Shapero explains that her new works offer explanations or responses to much of what was revealed in her previous works, such as the Circle Traps, which are known to be traps that cause one to become stuck after looking with both eyes into The Blinded By The Light which serves as a talisman against the Furry Eye Sac, which, as its name suggests, rolls around collecting eyes.
Such and more is elaborated on in Shaperos black and white illustrated zines that accompany her work. Shapero manufactures her mythology simultaneously from different points; some of the foundations in her work grow from her writing while others originate more organically in terms of materials and forms developed in the studio. Shaperos process is distinctly non-linear and reciprocal in nature. While her text could be thought of as descriptive or supporting material for her sculptures, the titles of which alone are often a paragraph in length, yet the writing remains dictated by the works as much as the works are derived from it.
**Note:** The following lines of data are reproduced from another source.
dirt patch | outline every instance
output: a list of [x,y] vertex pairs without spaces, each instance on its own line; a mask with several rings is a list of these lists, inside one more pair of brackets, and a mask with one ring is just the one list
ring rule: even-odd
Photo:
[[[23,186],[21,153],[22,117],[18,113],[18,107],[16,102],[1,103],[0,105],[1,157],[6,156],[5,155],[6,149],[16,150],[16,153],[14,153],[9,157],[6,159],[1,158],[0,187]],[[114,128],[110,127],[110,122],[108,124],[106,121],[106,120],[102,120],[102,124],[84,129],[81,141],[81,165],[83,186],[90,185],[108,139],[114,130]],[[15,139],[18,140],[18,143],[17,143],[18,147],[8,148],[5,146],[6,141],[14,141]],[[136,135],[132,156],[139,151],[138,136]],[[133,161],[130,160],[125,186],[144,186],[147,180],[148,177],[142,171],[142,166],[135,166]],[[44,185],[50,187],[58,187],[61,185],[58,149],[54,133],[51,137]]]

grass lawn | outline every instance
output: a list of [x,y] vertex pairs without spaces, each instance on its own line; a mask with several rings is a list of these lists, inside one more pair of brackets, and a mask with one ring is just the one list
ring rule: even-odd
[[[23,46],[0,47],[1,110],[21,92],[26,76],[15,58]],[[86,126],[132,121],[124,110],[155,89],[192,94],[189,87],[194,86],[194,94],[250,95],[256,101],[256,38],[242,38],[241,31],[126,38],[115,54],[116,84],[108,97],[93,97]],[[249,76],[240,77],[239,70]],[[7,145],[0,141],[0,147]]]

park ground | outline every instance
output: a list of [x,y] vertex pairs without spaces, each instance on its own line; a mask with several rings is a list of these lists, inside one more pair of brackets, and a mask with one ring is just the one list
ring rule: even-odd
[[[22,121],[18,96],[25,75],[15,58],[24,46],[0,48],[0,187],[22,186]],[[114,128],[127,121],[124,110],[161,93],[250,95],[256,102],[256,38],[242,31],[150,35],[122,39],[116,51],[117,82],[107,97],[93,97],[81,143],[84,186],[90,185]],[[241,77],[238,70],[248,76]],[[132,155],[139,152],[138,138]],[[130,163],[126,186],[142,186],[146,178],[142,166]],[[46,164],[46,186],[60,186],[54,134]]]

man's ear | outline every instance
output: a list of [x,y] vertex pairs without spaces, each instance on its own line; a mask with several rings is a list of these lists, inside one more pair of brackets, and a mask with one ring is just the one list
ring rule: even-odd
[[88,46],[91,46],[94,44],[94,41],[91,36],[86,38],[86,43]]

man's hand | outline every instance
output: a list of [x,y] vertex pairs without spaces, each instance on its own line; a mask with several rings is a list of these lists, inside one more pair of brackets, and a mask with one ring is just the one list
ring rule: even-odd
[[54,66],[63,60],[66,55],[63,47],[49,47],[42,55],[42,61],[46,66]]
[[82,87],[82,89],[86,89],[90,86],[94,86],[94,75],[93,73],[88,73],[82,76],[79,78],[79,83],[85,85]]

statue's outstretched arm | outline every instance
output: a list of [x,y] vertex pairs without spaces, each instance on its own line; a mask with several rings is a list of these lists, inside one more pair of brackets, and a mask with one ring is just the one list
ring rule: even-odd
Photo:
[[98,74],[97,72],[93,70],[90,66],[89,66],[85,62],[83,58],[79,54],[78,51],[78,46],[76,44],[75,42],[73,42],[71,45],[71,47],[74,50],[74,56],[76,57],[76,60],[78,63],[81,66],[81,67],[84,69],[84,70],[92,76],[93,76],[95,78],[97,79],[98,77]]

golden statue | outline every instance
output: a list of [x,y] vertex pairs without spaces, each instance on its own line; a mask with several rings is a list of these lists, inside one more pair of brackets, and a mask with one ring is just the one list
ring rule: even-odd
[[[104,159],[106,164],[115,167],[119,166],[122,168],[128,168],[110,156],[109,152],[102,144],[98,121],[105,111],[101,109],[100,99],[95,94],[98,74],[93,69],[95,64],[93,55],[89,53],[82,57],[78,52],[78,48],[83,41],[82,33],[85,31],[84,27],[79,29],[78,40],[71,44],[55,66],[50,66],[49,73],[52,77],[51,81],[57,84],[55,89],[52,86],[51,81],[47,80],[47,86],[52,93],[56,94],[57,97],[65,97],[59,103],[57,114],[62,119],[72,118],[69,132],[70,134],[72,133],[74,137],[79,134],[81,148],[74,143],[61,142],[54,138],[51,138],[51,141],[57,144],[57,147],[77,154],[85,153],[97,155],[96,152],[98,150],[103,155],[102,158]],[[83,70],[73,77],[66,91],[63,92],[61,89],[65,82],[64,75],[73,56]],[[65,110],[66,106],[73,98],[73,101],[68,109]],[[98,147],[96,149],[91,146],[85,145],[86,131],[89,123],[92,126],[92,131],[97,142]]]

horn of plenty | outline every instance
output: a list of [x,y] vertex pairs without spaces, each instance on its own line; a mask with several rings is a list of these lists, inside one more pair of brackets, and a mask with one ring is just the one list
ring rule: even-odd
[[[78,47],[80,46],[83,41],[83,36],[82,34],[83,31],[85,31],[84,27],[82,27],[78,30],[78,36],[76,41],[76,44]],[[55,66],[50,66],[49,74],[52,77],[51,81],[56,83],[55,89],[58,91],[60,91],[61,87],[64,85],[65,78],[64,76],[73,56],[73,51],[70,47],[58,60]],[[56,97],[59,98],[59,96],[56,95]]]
The constructed logic within Shaperos world is the sort that is uncontestable, in that it is formed in a closed logical system that abides by its own rules, and where any aberrations of those rules can always be explained by the introduction of new phenomenon. The account of Daniel Paul Schreber’s psychosis or even Freuds theory in itself found advantages in such a positioning, always with an explanation for the lack of empirical proof. This is where Shapero differs however, as she has both the freedom of writing her own theory and the ability to fabricate its evidence in the studio at once. Such is not wholly unlike the textual/visual work of William Blake, which compiles a vast array of borrowed symbols and deities. Shapero herself meanders throughout art history appropriating bits and pieces in the same eclectic manner that she chooses her materials; the large mask-like God Heads seem derived from Greek tragedy. Physically her work is formed from an additive process of layering acrylic paints, resins, silver leaf, and plaster among and endless list of other things.
While much in Shaperos work can be seen as an amalgam of various forms of theism, it is no more so than an adaptation or rewriting of the laws of physics and physiology as well; where much of what functions in her world can serve as direct metaphors or correlations to more mundane but psychologically resonant phenomenon in ours.